Il nome più diffuso per il dolce di carnevale più semplice e più popolare in Italia è chiacchiere, ma come altre buone cose, profondamente radicate nei costumi locali, cambia nome di paese in paese, pur conservandosi immutato. C’è chi le chiama frappe, chi bugie, ma anche sfrappole, cenci, lattughe, galani e crostoli.
In una ristretta area fra il Secchia e il Mincio, dove la pianura emiliana si fonde nella nebbia invernale con quella lombarda, si chiamano rosoni.
Ricordo che nella vecchia casa di famiglia a C., dove trascorrevo “a piede libero” parte delle mie vacanze di bambino di città, si preparavano in un modo diverso da quanto continuiamo a fare , ancora oggi nella casa di città.
La mia vecchia prozia M., cuoca insuperata nei ricordi e nei fatti, tagliava la sfoglia dolce in tagliatelle larghe un dito e lunghe poco più di una spanna e le gettava, flosce e manovrabili, in un profondo pignattino di terracotta smaltata, dove friggeva lo strutto. Prima che indurissero, riusciva ad annodarli con l’aiuto di due stecchi ricavati dalle fascine, suscitando la mia incondizionata ammirazione, superata solo dal piacere di mangiare il risultato di questa sua abilità. Erano eleganti nodi di Savoia, leggeri, croccanti, belli da vedere e buoni da mangiare, caldini e spolverati di zucchero a velo.
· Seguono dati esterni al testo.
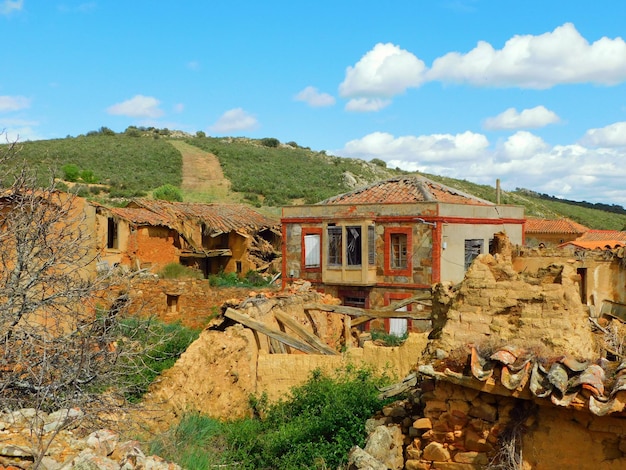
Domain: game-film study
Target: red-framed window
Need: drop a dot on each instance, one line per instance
(391, 297)
(311, 249)
(398, 251)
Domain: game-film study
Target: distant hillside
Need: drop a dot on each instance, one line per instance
(264, 172)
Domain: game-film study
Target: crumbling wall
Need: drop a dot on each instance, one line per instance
(495, 304)
(447, 426)
(229, 362)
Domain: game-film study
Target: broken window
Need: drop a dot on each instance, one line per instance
(472, 249)
(334, 246)
(172, 303)
(353, 251)
(112, 239)
(312, 249)
(371, 245)
(398, 247)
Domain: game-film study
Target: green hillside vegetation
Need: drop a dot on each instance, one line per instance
(267, 173)
(278, 175)
(126, 166)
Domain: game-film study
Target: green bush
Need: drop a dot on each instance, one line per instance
(88, 177)
(388, 339)
(270, 142)
(71, 172)
(178, 271)
(314, 428)
(167, 192)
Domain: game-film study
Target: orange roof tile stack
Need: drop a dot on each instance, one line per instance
(554, 226)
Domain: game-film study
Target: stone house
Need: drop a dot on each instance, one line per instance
(387, 241)
(552, 232)
(213, 238)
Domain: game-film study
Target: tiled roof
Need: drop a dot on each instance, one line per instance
(564, 381)
(215, 217)
(554, 226)
(594, 244)
(404, 190)
(603, 235)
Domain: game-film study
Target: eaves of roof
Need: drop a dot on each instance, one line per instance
(554, 226)
(564, 381)
(406, 190)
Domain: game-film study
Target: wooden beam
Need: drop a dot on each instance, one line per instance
(310, 338)
(263, 328)
(362, 312)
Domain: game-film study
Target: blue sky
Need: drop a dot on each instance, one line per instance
(532, 93)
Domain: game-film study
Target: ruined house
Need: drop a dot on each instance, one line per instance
(213, 238)
(551, 232)
(376, 245)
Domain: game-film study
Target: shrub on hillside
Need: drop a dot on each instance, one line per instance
(270, 142)
(71, 172)
(167, 192)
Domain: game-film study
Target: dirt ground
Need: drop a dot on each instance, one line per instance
(202, 173)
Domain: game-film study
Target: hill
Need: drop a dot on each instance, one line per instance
(262, 172)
Noi, oggi li facciamo nella forma più tradizionale, rombi di sfoglia con due tagli e sono forse altrettanto buoni, specialmente se evitiamo di cospargerli di abbondante bicarbonato, scambiato per zucchero a velo. La scena degli ospiti che, dapprima sorpresi, poi divertiti, soffiano ovunque il bicarbonato per addentare le sfrappole, tornate quasi nude e pulite, vale la pena di essere goduta, però, almeno una volta nella vita.